Sunday, February 19, 2006

When it was time for dinner - you headed home


Dinner on the beach
Originally uploaded by Brite light photos.
JAMESTOWN, N.Y. - The days are finally getting a little longer. Those pre-5 p.m. sunsets were just awful in December and early January.

But it all reminded me of trudging home from wrestling practice and by sometime in March, coming home from those early track workouts held inside the high school because of the snow still on the ground.

Anyone else remember the shin splints we used to get running on the hard floors?

Tonight though, as I was figuring out what time Admiral Fox and I would have dinner, I thought back to growing up when at my house, dinner was at 5:30 p.m. That was 5:30 p.m. every day of the year, except for Christmas and Thanksgiving, when we would either trundle to a relative's house or host the entire Fitzgerald-Puls-McAvoy-Mattison clan at our casa. Still, even on those days, I could see my grandmother starting to fidget if dinner was served any later than 6 p.m.

The time for dinner was 5:30 p.m., by God, and if I was at some athletic practice, well, I ate alone later, in the kitchen, while my grandmother stood at the sink waiting for me to finish so she could swoop up the dishes, wash them and get them back safely in the cupboard.

It was heathenish to miss that 5:30 time, but it was an excused absence.

If I was out on the lake in the summer, or still at Jamesway trying to decide what treasure to buy, or just shooting the bull with Bud Hooper a block away, well, tough nuggies. The Fitzgerald family (my mother, grandmother, and sister) went ahead and had the meal at 5:30 p.m. on the dot.

What I got later was hell for not showing up at 5:30 p.m., because, that's when dinner was served. My mother bought me several wrist watches growing up with the clear directions that I was to get home by the appointed Fitzgerald dinner hour. I still have the Boy Scout watch - it keeps perfect time 40-plus years later.

I don't remember other families being as anal-retentive about dinner time, though I knew that when Derwood Hooper or Art Carlson got home, dinner was served pronto. Not that I actually witnessed that, because my 5:30 get-your-butt-home time was much earlier than the dinner times at other homes.

Since sometime in the early 1970s - whenever the last time I ate dinner in my growing-up house in Lakewood before my mother passed away - I can say with some certainty I have not eaten dinner at 5:30 p.m. Been in middle of cocktails perhaps, but I have an aversion to ever eating as early as 5:30.

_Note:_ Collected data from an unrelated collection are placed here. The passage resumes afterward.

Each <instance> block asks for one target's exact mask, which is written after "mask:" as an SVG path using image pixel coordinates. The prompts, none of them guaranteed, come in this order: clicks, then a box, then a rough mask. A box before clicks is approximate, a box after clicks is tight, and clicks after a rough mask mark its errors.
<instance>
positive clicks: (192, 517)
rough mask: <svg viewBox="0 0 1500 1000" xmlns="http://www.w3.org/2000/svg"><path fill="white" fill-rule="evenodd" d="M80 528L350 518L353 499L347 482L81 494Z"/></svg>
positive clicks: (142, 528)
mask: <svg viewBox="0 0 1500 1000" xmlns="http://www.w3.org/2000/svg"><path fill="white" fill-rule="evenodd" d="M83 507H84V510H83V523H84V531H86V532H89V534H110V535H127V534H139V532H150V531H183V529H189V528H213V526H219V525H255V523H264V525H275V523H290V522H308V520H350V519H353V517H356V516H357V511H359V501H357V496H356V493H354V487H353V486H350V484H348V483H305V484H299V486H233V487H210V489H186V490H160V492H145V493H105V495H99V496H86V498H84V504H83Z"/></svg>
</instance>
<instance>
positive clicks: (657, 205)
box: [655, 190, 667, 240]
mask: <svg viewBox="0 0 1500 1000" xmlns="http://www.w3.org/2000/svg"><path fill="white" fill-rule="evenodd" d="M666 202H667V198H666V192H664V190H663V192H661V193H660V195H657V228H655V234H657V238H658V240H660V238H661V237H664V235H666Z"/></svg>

Raising my four children (Have I really survived four kids?), dinner was when dinner was. The only thing I tried to do was have everyone sit down all together for a family meal - whenver that could be accomplished. And we always had a toast at the beginning of the meal to some accomplishment of the day, something newsworthy or sometimes just to say thanks to whatever higher power was in our collective vogues that night. Politicians were routinely roasted in our evening glass-raising.

But there was one other slightly odd thing at my growing-up dinner table that suddenly comes back, too - a utter lack of salt or spices. There was no table salt. No basic NaCl. I vaguely remember a pepper shaker on the kitchen stove shelf - up high and dusty.

My grandmother had some kind of dietary problem with too much salt and thus, no food served on our dinner table was salted during cooking or on dinner plates. Salt was verboten, period, spices something I read about in history class.. It could've been worse, I suppose, she could've been a vegan.

The photo with today's blog is obviously not of anything from my childhood. It's from the tropics where people not only rarely eat their evening meal at 5:30 p.m., there's plenty of salt available on the table, perhaps even on the rim of glass justed used to toast the sunset, certainly on the chips and salsa.

Must be somewhere near Margaritaville, where I'm going back soon to find my lost shaker of salt.